CSUN's new conference affiliation will be a marked change from its current membership in the Big Sky Conference. Northridge is one of only two California schools in the nine-member conference, where away games are played against opponents in seven different states from Arizona to Washington.
Big West directors voted Wednesday, Feb. 9, to admit CSUN and UC Riverside effective July 1, 2001. Other members will be Cal State Fullerton, Cal State Long Beach, Cal Poly San Luis Obispo, UC Irvine, UC Santa Barbara and University of the Pacific, along with the University of Idaho and Utah State.
"For us in Southern California, what a wonderful, natural, wholesome rivalry this will be among our campuses," said Maxson, calling CSUN's move "a special pleasure for me." Maxson added, "I think Northridge is just an excellent university. It's very good academically."
Big West and CSUN officials predicted the conference's concentration of California universities will excite fans and generate increased interest in athletics at all member schools.
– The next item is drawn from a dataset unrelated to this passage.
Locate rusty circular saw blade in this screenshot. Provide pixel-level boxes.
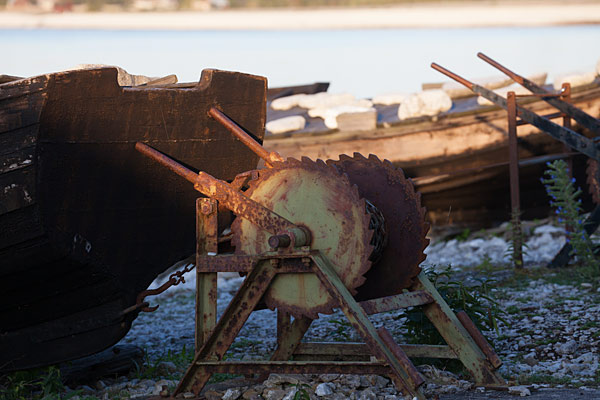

In many cases, even CSUN's future away games will be within driving distance from this area for fans and athletes' family members.
The change should mean future travel costs will be reduced in CSUN's Athletic Department, and student-athletes will miss fewer classes because of the shorter road trips involved. Officials also cited the "family" appeal of competition between so many Cal State and UC campuses in Southern California.
Kennedy said CSUN will continue to field its current collection of 20 intercollegiate teams, 10 men's and 10 women's. No sports are being dropped as a result of the conference change. CSUN football will remain NCAA Division I-AA, but shift to independent status in mid-2001.